Introduction
In this mini blog, we explore how different quantization formats—BF16, FP8, and NF4—affect the output of image generation AI models. These numerical formats determine how data is represented and processed, balancing precision, efficiency, and memory usage.
BF16: High Precision, Moderate Efficiency
BF16 (16-bit floating-point, Bfloat16 or Brain Float16, named because it was developed and used at Google Brain) is a 16-bit floating-point format that retains a wide range of values while reducing memory footprint compared to full 32-bit floats.
It’s widely used in deep learning for its balance of precision and performance. Bfloat16 is a custom 16-bit floating point representation that comprises one sign bit, eight exponent bits, and seven mantissa bits.
The IEEE FP32 format uses 32 bits and the IEEE FP16 format uses 16 bits.
Bfloat16 is a truncated version of the IEEE FP32 format, and uses the same number of exponent bits as FP32.
This enables a wider range of real numbers to be represented by BF16, compared to FP16, but with a lot less precision as it has fewer bits to represent data that is after that decimal point in the floating point number. Bfloat16 is used in deep learning frameworks because it has the same range as FP32 (but with less precision after the decimal place), but with fewer bits.
FP8: Compact and Fast
FP8 (8-bit floating-point) takes efficiency further by halving the memory usage of BF16.
This compact format accelerates computation and reduces power consumption and memory use, though it sacrifices some precision, which may impact fine details in generated output.
NF4: Optimized for Neural Networks
NF4 (4-bit Normal Float) is a highly specialized format designed for neural networks, offering extreme efficiency by using just 4 bits per value. It was introduced as a part of the QLora paper here: https://arxiv.org/abs/2305.14314
While it excels in minimizing memory and compute costs, it requires careful optimization to maintain output quality, especially in complex image generation tasks.

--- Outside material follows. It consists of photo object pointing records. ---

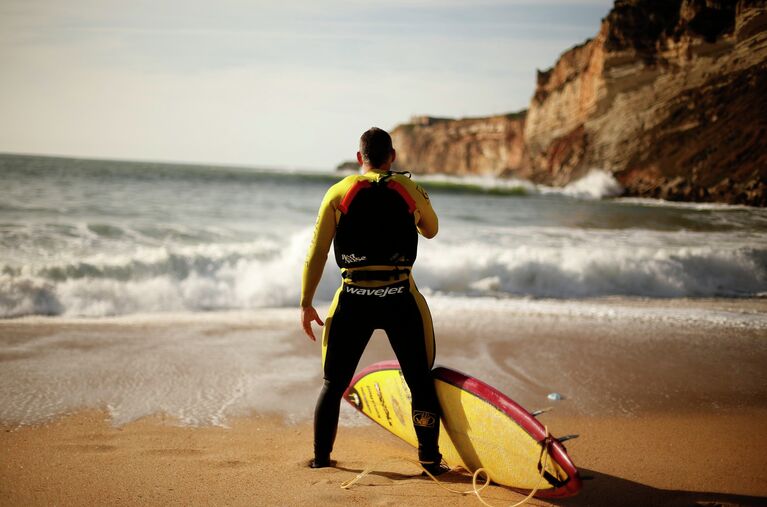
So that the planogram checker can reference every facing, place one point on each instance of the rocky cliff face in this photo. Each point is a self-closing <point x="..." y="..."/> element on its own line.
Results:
<point x="468" y="146"/>
<point x="669" y="97"/>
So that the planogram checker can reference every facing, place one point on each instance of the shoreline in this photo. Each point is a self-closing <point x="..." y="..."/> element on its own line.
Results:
<point x="82" y="459"/>
<point x="216" y="408"/>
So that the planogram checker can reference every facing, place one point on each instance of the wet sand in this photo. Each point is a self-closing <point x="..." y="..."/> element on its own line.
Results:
<point x="665" y="460"/>
<point x="669" y="414"/>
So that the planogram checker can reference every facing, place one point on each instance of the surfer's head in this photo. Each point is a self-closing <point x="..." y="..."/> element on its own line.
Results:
<point x="376" y="149"/>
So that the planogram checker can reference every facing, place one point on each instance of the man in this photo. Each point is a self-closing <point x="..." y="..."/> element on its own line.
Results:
<point x="373" y="220"/>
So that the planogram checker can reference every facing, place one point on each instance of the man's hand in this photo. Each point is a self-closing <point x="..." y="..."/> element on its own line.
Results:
<point x="309" y="315"/>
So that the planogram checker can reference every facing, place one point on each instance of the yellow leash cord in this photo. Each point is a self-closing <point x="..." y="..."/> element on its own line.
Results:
<point x="543" y="461"/>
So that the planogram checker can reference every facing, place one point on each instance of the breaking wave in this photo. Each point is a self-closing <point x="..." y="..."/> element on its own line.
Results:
<point x="267" y="274"/>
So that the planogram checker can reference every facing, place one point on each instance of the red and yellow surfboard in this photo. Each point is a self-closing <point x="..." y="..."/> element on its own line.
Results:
<point x="480" y="428"/>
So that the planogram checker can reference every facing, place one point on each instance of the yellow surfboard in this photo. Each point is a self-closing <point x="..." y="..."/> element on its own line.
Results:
<point x="480" y="428"/>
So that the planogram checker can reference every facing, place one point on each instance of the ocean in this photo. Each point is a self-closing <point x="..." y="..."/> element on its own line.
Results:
<point x="102" y="238"/>
<point x="143" y="288"/>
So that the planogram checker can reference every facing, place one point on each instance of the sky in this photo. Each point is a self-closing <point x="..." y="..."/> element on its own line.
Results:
<point x="281" y="84"/>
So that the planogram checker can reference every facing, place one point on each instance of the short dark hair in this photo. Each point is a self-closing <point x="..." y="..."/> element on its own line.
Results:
<point x="375" y="146"/>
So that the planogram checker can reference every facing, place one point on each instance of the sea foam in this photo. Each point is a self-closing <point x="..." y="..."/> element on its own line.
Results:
<point x="267" y="274"/>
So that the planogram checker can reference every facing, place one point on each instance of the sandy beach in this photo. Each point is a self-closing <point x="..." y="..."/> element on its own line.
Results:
<point x="668" y="413"/>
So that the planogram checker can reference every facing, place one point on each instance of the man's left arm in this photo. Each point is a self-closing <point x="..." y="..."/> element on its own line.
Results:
<point x="425" y="217"/>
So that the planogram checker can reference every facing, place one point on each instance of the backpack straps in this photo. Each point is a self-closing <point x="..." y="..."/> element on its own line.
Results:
<point x="397" y="187"/>
<point x="351" y="193"/>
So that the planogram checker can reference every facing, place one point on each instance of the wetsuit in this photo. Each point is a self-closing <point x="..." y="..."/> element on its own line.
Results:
<point x="377" y="292"/>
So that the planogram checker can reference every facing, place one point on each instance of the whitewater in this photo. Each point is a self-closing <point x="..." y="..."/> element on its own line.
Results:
<point x="89" y="238"/>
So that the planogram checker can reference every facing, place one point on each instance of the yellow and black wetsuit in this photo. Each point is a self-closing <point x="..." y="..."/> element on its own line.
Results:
<point x="374" y="220"/>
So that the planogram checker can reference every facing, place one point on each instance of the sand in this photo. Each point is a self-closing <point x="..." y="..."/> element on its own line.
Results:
<point x="666" y="460"/>
<point x="668" y="415"/>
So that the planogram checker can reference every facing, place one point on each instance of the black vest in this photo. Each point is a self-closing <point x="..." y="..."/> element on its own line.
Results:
<point x="376" y="227"/>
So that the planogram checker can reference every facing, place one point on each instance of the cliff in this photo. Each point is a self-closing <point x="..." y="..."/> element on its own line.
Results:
<point x="437" y="145"/>
<point x="668" y="96"/>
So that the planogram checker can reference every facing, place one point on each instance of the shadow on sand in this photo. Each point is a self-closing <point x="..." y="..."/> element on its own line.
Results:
<point x="607" y="490"/>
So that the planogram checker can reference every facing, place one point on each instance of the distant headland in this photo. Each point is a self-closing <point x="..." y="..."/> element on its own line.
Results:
<point x="668" y="97"/>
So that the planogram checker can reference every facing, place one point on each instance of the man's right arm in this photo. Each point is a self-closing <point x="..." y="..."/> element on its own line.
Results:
<point x="324" y="230"/>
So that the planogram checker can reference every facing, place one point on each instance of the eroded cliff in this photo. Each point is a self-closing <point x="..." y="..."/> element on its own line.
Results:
<point x="669" y="97"/>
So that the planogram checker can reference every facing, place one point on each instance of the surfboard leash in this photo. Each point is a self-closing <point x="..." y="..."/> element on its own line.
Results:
<point x="543" y="461"/>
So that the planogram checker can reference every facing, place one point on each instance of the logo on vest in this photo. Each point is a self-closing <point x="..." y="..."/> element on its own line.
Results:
<point x="382" y="292"/>
<point x="424" y="419"/>
<point x="352" y="258"/>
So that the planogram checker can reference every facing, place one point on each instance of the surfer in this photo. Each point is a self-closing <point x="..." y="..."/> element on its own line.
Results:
<point x="373" y="220"/>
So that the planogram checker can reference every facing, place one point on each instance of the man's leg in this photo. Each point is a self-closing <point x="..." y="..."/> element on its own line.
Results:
<point x="347" y="338"/>
<point x="406" y="335"/>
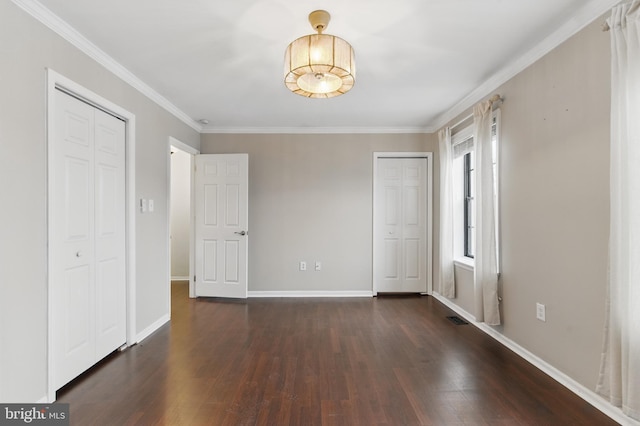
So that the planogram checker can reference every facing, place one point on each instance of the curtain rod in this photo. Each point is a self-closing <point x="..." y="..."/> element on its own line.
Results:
<point x="495" y="100"/>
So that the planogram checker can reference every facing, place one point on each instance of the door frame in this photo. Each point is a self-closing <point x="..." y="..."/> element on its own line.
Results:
<point x="192" y="152"/>
<point x="57" y="81"/>
<point x="429" y="212"/>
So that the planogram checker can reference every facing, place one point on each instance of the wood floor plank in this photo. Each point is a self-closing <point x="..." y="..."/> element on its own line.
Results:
<point x="368" y="361"/>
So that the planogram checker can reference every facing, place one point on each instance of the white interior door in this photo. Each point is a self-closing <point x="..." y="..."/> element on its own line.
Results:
<point x="87" y="246"/>
<point x="221" y="231"/>
<point x="400" y="228"/>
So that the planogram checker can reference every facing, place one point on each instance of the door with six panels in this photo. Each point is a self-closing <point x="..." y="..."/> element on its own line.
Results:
<point x="400" y="226"/>
<point x="87" y="229"/>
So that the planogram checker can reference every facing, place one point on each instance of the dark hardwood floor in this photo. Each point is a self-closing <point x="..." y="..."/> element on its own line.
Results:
<point x="370" y="361"/>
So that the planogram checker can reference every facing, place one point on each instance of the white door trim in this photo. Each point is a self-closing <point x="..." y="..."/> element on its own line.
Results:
<point x="192" y="225"/>
<point x="429" y="157"/>
<point x="58" y="81"/>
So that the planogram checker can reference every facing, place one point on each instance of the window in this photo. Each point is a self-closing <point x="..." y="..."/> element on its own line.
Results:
<point x="469" y="210"/>
<point x="464" y="188"/>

Visual Comparison, Spot the difference



Conclusion
BF16, FP8, and NF4 each offer distinct trade-offs in image generation.
BF16 provides robust precision for high-quality results using 16 bits, FP8 boosts speed and efficiency for resource-constrained environments using 8 bits, and NF4 pushes the boundaries of optimization for cutting-edge applications by using just 4 bits per number.
The best choice depends on your project’s priorities—whether it’s output fidelity, computational speed, or memory efficiency.
Additional Notes
The original intent of this miniblog, in addition to example results provided side-by-side, was to also provide image generation times.
But while running timed generations, complexities related to the different representations used inside the CLIP and VAE models, and variable performance on different NVIDIA GPUs due to their internal architecture (after trying to focus on sampler iterations-per-second), led to significant variance in the results.